J'avais beaucoup d'appréhension à lire ce livre au vu de toutes les critiques dithyrambiques que je vois passer sur le web. J'avais simplement peur d'être à contre courant, de ne pas aimer et d'être déçue. Mon Dieu si j'avais su ! C'est un coup de coeur ! Et pas des moindres…

J'ai absolument adoré ma lecture ! Je me suis é-cla-tée. Ce livre est une bombe ! Qui aurait pu croire que ce livre à la couverture si simple cache une pure merveille à l'intérieur…!?
Que vous dire… ? Lisez-le ! C'est géniallissime. Émilie Chazerand a un don! Je la découvre pour la première fois, et une chose est sûre je la suivrai ! Sa plume est extraordinaire, elle a un humour frais, piquant et dynamique. Je suis bluffée par temps de génie humoristique. Mais où trouve-t-elle tout ce répondant ?!
Le ton est juste et entraînant. L'humour ne se tarit à aucun moment et on ne ressent pas une seule seconde d'ennuie.
Vous avez aimé Déborah dans « Je suis ton soleil » de Marie Pavlenko ? Vous adorerez Vania dans « La fourmi rouge » de Émilie Chazerand. Aucun doute, toutes deux s'entendraient à merveille sur le "théorème de la scoumoune"…
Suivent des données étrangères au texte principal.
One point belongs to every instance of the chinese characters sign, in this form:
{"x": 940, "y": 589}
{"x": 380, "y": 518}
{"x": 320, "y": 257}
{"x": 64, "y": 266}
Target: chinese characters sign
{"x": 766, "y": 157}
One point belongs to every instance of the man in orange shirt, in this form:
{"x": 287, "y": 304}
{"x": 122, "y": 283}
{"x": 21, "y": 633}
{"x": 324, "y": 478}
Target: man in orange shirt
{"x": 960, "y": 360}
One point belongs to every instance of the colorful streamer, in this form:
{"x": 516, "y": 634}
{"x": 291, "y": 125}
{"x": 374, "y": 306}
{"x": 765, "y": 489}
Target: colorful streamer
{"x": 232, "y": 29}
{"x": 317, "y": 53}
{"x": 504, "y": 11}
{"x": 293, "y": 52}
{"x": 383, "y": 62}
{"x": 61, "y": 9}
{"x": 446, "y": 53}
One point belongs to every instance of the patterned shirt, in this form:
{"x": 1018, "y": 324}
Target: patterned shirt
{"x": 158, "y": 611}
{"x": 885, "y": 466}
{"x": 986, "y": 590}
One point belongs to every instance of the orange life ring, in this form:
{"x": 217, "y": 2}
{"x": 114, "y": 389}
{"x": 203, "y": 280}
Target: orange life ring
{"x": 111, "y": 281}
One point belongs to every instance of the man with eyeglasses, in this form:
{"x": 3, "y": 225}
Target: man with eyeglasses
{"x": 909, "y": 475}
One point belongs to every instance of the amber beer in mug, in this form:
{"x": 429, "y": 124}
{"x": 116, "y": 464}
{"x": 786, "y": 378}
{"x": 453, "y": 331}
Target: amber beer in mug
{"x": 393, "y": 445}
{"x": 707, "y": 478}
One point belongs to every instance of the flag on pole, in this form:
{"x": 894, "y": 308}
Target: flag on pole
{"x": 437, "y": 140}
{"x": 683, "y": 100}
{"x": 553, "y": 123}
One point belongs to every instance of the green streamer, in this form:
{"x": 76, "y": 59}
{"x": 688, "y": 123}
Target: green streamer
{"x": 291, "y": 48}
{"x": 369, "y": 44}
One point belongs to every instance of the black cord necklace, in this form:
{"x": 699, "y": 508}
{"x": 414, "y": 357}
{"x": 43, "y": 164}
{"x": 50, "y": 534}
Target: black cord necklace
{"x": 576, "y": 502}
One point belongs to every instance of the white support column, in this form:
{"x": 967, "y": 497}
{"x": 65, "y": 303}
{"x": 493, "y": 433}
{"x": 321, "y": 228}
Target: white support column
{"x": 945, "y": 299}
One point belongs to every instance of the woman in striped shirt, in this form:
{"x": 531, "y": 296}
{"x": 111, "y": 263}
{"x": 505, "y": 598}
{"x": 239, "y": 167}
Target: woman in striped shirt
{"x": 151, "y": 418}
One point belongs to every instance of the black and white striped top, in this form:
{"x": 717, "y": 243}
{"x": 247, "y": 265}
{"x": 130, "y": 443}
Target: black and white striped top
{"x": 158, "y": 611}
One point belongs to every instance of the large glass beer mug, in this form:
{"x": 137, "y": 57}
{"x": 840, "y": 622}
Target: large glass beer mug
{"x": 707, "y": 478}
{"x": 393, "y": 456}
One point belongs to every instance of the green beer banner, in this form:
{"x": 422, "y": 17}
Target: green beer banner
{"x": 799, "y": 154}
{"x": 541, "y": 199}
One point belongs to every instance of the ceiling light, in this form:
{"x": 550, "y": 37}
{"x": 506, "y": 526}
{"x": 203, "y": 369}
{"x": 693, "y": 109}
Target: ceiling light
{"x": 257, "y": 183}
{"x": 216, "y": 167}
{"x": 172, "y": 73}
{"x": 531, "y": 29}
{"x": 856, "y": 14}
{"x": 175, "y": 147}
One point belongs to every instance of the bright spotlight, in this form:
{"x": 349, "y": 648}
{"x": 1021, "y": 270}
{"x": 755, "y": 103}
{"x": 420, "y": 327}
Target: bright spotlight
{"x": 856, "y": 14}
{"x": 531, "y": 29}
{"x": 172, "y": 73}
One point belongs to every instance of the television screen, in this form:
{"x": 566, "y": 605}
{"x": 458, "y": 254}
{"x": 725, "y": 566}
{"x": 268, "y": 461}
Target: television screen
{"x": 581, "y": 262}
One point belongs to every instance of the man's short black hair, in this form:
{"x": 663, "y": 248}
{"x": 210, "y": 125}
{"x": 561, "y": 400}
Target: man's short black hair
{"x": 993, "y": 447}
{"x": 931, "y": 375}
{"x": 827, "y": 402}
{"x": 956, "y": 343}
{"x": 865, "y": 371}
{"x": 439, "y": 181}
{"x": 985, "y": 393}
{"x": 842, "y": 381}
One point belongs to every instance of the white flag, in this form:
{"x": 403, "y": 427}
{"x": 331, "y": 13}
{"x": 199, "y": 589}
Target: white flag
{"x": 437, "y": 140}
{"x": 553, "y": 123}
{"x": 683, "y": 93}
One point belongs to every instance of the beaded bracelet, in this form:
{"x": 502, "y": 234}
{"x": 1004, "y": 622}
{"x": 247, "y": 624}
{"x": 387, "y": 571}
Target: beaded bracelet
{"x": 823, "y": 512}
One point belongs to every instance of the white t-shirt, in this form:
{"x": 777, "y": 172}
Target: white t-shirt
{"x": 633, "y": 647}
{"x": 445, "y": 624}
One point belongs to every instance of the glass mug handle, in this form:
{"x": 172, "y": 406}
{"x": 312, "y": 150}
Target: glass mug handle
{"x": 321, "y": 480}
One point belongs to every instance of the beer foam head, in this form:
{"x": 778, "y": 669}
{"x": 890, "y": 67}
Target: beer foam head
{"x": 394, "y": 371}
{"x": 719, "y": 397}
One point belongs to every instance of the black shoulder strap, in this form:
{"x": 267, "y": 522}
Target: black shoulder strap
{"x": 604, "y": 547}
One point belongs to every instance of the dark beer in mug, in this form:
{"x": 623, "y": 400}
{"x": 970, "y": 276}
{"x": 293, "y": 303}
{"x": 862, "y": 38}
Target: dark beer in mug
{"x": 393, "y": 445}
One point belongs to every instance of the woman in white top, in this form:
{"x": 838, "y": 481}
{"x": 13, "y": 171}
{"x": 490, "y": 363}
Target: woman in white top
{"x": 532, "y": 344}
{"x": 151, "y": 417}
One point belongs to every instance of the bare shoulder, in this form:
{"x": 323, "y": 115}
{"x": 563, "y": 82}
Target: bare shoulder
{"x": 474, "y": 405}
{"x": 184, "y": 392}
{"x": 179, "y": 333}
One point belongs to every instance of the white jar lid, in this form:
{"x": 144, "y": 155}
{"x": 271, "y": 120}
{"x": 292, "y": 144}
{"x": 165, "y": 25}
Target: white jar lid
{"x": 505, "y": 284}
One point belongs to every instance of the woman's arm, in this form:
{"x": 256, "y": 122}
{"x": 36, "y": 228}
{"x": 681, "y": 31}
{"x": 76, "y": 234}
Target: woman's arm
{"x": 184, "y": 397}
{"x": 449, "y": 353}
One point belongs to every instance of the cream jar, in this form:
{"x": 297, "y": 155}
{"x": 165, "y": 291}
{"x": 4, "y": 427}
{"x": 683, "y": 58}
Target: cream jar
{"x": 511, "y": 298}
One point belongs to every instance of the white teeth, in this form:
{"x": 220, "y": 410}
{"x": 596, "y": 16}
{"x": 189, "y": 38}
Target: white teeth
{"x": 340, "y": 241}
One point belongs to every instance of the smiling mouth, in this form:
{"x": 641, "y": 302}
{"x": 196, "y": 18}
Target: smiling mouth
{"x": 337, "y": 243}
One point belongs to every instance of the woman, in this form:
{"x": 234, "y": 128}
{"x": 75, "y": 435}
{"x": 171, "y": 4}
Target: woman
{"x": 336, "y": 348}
Fini en 24h, j'avais besoin de ma dose de Vania Strudel au moindre temps libre. Cette fille est géniale, que dis-je, ce personnage. On se sent tellement proche d'elle que l'on en oublie que c'est un personnage fictif de roman.
Vania (ou Émilie Chazerand comme vous voulez) a une vivacité d'esprit extraordinaire, je me suis régalée à la suivre, j'aime cet humour intelligent et spontané. Je me rappellerai toujours de la scène du balai à chiotte… ça, c'est sûre ! Tout comme celle de la petite culotte Hello Kitty… Ou bien encore le passage sur madame Diop et son gynécologue… ! Mais aussi, le retour de Pirach…, la stupidité de Charlotte, le professeur Grizminn et j'en passe ! Que de bons souvenirs accompagnés d'éclats de rires ! Mais dans «La fourmi rouge» il y a aussi des séquences émotions. Page 180 j'ai versé ma larme pour une des plus belles déclarations d'amour que j'ai lu…
Waouh…

Ce livre est un tout, Vania et son incontestable poisse intergalactique n'est pas seule à tenir la baraque. Spécial dédicace à Victoire qui schlingue « grave sa race le poisson pourri », à Gottfried et sa « ouafture », à Grizminn alias Grizzly, à Pirach membre du «club officiel des Minables», à Charlotte « à côté de cette fille, Jean-Claude van Damme, c'est Sartre. » Une sacré brochette de personnages aux personnalités éclectiques ! Je ne les cite pas tous, mais ils sont tous très attachants (sauf Charlotte… évidemment...), et vous prouvent que le bonheur se trouve dans des choses simples.
Autodérision, ironie, sarcasmes, jeux de mots, piques etc… ensemble avec leurs différents caractères ils réunissent plusieurs formes d'humour. Même si j'avais deviné qui était l'auteur de la lettre dès le début, ce livre est une perle parmi les perles ! C'est brillant et c'est pétillant ! Encore aujourd'hui, après avoir fini ma lecture je ris en me remémorant certains passages ou en relisant certaines citations.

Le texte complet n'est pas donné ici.